Meet Bethel: the first operating system with versioning and complete metadata, including intelligent linking between files.

For example, when you make a jpg from an illustrator file, Bethel knows that these files were once linked and maintains this link into the future, even if a file is moved.

When saving, Bethel invites you to enter useful information alongside the file name - a project number, perhaps a short description. You don’t need to do this in some parallel system of a wiki or a content tracking spreadsheet - it should be intrinsic to the file storage system. Lots of metadata fields are available, Bethel offers the ones you most commonly use - and gives the option to require documentation if you decide to be rigorous.

And then all the links and metadata are indexed and viewable by others. So you can search for a file made for a particular project, no matter who created it, and pull out a previous version from the integrated smart versioning.

Bethel also considers workflow essential to the creation and storage of files: if you do analysis or GIS, and create a final document, it probably contained data from other files or sources.

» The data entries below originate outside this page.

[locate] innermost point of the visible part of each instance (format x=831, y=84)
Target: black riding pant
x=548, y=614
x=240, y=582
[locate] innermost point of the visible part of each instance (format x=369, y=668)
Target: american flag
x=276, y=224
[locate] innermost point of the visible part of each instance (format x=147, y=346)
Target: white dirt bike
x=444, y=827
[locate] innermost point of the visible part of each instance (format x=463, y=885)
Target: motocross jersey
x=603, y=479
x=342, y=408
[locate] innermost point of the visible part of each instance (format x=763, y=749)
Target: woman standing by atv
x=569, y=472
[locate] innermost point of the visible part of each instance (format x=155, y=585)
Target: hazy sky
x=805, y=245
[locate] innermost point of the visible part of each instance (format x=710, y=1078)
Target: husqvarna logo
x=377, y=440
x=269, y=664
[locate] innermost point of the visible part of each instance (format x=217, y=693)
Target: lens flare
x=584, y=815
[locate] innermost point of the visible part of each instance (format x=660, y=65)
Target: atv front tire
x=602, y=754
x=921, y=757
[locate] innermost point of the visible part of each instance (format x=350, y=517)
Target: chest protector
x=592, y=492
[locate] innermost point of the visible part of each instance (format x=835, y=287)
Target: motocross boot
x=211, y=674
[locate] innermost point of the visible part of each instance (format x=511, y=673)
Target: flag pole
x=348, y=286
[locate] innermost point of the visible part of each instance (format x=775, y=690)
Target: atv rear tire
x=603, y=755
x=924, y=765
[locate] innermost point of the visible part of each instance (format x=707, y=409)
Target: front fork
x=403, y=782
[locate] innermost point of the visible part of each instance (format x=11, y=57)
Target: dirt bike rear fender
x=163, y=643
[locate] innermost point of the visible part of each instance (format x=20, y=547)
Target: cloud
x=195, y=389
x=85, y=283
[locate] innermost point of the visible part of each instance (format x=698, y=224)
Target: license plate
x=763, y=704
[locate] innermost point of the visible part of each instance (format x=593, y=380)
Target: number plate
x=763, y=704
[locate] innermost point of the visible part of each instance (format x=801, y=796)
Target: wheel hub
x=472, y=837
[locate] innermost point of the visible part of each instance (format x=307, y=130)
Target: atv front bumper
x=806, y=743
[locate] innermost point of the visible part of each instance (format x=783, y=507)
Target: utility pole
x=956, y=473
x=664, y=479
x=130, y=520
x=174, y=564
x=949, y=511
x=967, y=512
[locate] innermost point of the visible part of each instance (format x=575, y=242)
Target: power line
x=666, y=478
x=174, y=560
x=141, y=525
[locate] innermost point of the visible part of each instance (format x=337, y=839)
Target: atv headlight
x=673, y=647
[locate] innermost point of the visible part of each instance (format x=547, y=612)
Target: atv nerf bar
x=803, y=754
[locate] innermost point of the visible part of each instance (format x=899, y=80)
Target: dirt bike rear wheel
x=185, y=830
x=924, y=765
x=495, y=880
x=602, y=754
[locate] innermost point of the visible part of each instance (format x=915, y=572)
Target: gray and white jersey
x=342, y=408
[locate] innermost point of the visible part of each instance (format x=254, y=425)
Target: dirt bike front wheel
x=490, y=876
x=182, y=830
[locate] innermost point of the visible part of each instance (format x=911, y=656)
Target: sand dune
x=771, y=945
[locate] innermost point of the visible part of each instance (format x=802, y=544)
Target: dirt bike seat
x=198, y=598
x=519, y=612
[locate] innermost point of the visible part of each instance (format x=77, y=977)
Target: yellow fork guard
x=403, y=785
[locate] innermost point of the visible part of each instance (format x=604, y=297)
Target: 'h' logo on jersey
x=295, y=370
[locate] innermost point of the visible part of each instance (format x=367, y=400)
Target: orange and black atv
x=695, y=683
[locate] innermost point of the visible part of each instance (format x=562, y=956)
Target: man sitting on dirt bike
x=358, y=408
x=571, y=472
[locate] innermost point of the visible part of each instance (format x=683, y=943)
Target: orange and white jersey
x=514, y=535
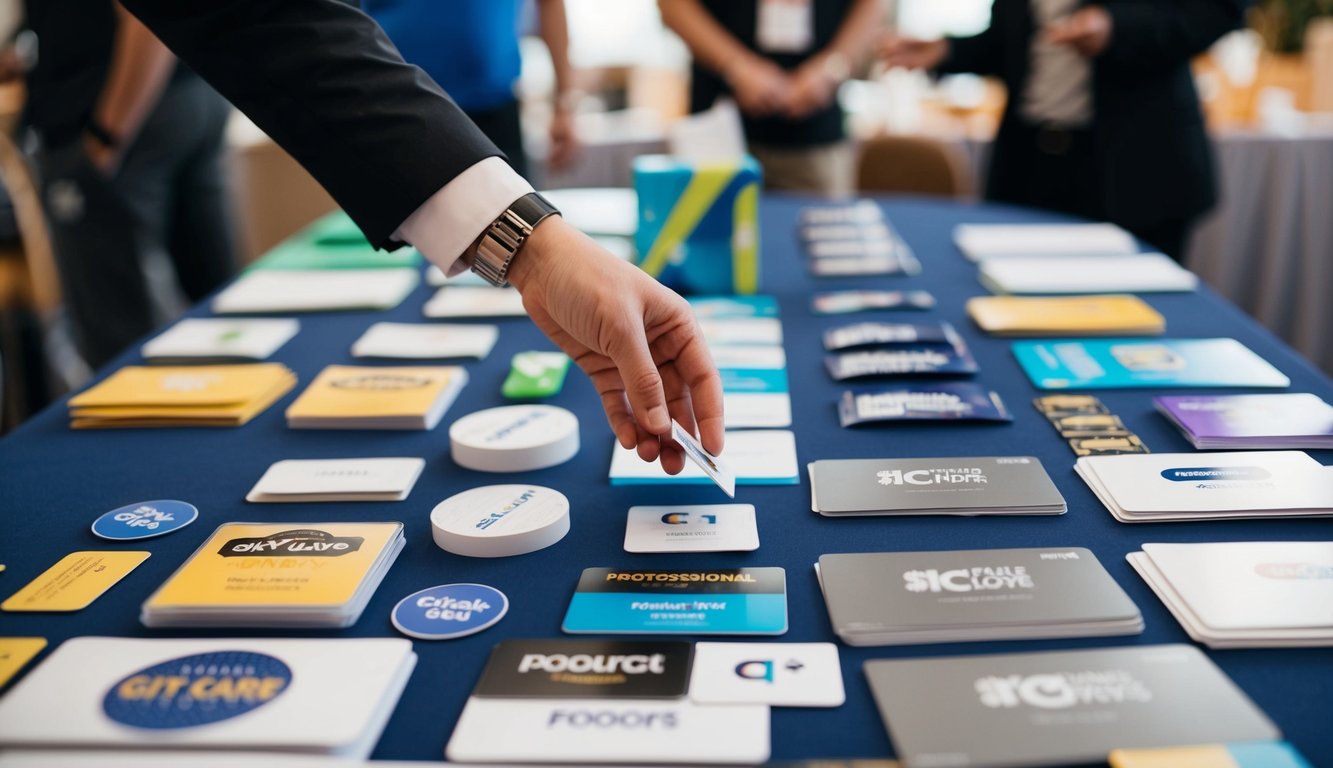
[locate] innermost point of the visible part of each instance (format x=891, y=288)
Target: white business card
x=425, y=342
x=608, y=731
x=773, y=674
x=692, y=528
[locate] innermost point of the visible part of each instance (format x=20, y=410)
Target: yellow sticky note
x=75, y=582
x=15, y=652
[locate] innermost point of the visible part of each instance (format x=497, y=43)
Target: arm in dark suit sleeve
x=1157, y=35
x=325, y=83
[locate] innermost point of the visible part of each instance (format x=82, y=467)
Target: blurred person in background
x=783, y=62
x=1103, y=119
x=129, y=159
x=471, y=48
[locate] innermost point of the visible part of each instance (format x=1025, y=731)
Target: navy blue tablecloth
x=53, y=482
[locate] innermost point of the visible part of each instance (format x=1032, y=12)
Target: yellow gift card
x=361, y=391
x=75, y=582
x=15, y=652
x=1065, y=315
x=297, y=564
x=212, y=386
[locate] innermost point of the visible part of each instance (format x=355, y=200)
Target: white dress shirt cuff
x=453, y=218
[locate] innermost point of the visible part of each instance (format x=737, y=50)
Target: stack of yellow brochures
x=372, y=398
x=181, y=396
x=277, y=575
x=1119, y=315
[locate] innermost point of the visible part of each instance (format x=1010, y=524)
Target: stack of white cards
x=1225, y=486
x=220, y=340
x=425, y=342
x=1245, y=594
x=911, y=598
x=337, y=480
x=328, y=698
x=980, y=242
x=316, y=291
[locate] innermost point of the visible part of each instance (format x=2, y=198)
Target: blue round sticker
x=144, y=520
x=196, y=690
x=449, y=611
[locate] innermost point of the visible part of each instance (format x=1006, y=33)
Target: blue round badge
x=196, y=690
x=449, y=611
x=144, y=520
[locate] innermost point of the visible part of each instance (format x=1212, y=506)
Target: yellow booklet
x=279, y=566
x=377, y=398
x=1065, y=316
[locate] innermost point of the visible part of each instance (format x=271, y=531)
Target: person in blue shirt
x=471, y=48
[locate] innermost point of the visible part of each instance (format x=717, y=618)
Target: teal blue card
x=668, y=602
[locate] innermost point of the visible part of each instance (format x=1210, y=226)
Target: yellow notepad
x=280, y=564
x=1065, y=315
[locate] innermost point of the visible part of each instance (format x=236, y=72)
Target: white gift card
x=608, y=731
x=775, y=674
x=692, y=528
x=425, y=342
x=337, y=480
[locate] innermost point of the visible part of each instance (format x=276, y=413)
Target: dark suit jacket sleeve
x=325, y=83
x=1153, y=36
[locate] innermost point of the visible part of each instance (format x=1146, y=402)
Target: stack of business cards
x=280, y=696
x=756, y=456
x=269, y=291
x=963, y=486
x=1163, y=487
x=475, y=302
x=896, y=350
x=220, y=340
x=1245, y=594
x=337, y=480
x=364, y=398
x=909, y=598
x=1125, y=363
x=633, y=694
x=277, y=575
x=947, y=402
x=1059, y=708
x=425, y=342
x=1065, y=316
x=181, y=396
x=1221, y=422
x=980, y=242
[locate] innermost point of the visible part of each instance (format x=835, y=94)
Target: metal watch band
x=504, y=238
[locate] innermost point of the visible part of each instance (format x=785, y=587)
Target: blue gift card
x=716, y=602
x=1123, y=363
x=144, y=520
x=449, y=611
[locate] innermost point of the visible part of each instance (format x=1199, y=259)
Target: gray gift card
x=920, y=591
x=1059, y=708
x=932, y=486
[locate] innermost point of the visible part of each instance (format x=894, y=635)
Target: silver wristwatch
x=504, y=238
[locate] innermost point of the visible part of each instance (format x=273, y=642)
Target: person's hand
x=912, y=54
x=1087, y=31
x=564, y=142
x=812, y=90
x=637, y=342
x=760, y=87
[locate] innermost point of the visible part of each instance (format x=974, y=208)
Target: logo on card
x=981, y=579
x=1063, y=690
x=1293, y=571
x=1205, y=474
x=196, y=690
x=944, y=476
x=301, y=543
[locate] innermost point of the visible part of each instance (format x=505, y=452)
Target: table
x=56, y=482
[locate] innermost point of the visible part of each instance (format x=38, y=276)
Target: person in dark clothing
x=1103, y=119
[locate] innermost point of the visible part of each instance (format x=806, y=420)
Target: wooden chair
x=913, y=166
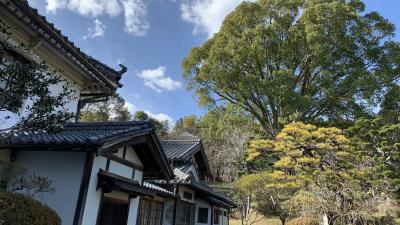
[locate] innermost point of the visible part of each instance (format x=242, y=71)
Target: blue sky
x=151, y=37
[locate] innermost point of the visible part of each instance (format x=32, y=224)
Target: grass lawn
x=262, y=222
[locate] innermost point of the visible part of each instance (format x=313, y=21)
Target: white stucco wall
x=168, y=211
x=65, y=169
x=93, y=196
x=120, y=169
x=194, y=172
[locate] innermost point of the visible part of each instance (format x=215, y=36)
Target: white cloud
x=135, y=12
x=53, y=5
x=98, y=30
x=158, y=116
x=92, y=8
x=207, y=15
x=157, y=80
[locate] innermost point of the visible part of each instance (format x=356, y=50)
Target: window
x=151, y=212
x=216, y=216
x=113, y=212
x=188, y=195
x=185, y=213
x=202, y=217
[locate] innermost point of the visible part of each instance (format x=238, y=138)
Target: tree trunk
x=283, y=220
x=325, y=219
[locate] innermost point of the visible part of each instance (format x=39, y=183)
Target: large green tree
x=314, y=60
x=320, y=171
x=162, y=127
x=25, y=91
x=113, y=109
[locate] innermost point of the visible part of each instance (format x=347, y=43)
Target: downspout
x=176, y=193
x=212, y=215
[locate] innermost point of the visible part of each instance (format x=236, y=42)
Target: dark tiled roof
x=47, y=30
x=184, y=178
x=110, y=180
x=94, y=133
x=159, y=190
x=201, y=187
x=180, y=149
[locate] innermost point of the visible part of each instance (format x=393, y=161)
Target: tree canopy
x=25, y=88
x=320, y=171
x=316, y=61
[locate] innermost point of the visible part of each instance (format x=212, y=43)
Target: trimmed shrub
x=18, y=209
x=303, y=221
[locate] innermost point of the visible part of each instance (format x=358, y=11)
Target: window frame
x=204, y=218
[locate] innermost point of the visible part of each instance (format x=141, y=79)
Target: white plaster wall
x=194, y=171
x=200, y=203
x=133, y=211
x=120, y=169
x=168, y=211
x=185, y=189
x=93, y=196
x=65, y=169
x=224, y=219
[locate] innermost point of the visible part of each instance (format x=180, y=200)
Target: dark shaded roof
x=182, y=152
x=210, y=193
x=102, y=138
x=91, y=133
x=40, y=25
x=109, y=181
x=180, y=149
x=159, y=190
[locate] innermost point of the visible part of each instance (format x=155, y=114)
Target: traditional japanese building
x=105, y=173
x=195, y=203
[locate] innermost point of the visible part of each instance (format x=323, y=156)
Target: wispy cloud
x=96, y=30
x=134, y=11
x=157, y=80
x=158, y=116
x=206, y=15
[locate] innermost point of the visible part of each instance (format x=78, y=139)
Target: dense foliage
x=319, y=171
x=315, y=61
x=25, y=88
x=113, y=109
x=303, y=221
x=17, y=209
x=225, y=132
x=14, y=178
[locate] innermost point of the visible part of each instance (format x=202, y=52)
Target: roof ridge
x=108, y=123
x=182, y=140
x=91, y=60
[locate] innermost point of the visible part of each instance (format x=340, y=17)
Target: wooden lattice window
x=113, y=213
x=217, y=214
x=185, y=213
x=150, y=212
x=202, y=216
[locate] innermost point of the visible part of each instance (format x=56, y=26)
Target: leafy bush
x=18, y=209
x=303, y=221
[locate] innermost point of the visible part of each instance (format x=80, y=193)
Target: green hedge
x=17, y=209
x=303, y=221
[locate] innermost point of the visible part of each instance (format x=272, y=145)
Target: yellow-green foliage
x=17, y=209
x=296, y=138
x=303, y=221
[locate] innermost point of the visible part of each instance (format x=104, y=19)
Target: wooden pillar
x=175, y=203
x=212, y=215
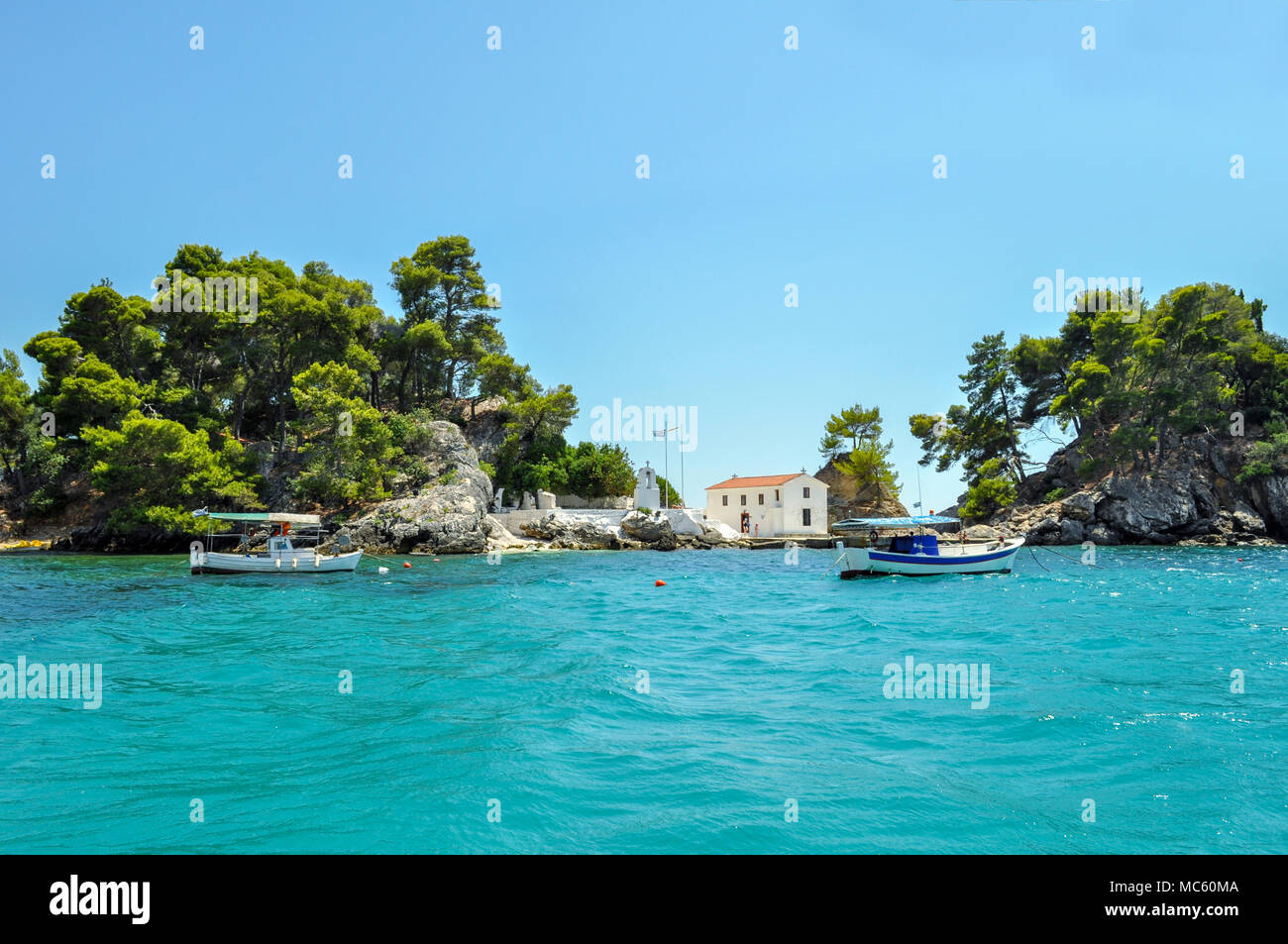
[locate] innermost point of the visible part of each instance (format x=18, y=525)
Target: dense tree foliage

And if you change a file early in the process, the subsequent files need to know about it. So in Bethel, just click on a file to see how it fitted into the process, and see its parents and children.

Returning to a project after a couple of months? Grab a file and switch to wiki-view, where comments are displayed seamlessly alongside file info - creating documentation from files on the fly, with details of who did what when, and enough pointers from them to describe why. See what else you did that morning, searching right inside the document.

Bethel. Because you’re sick of copying and pasting file paths into half-maintained documentation. Because you have a bad memory. Because files are not isolated but belong in a rich workflow. Because other operating systems fail on collecting all the metadata we leave behind.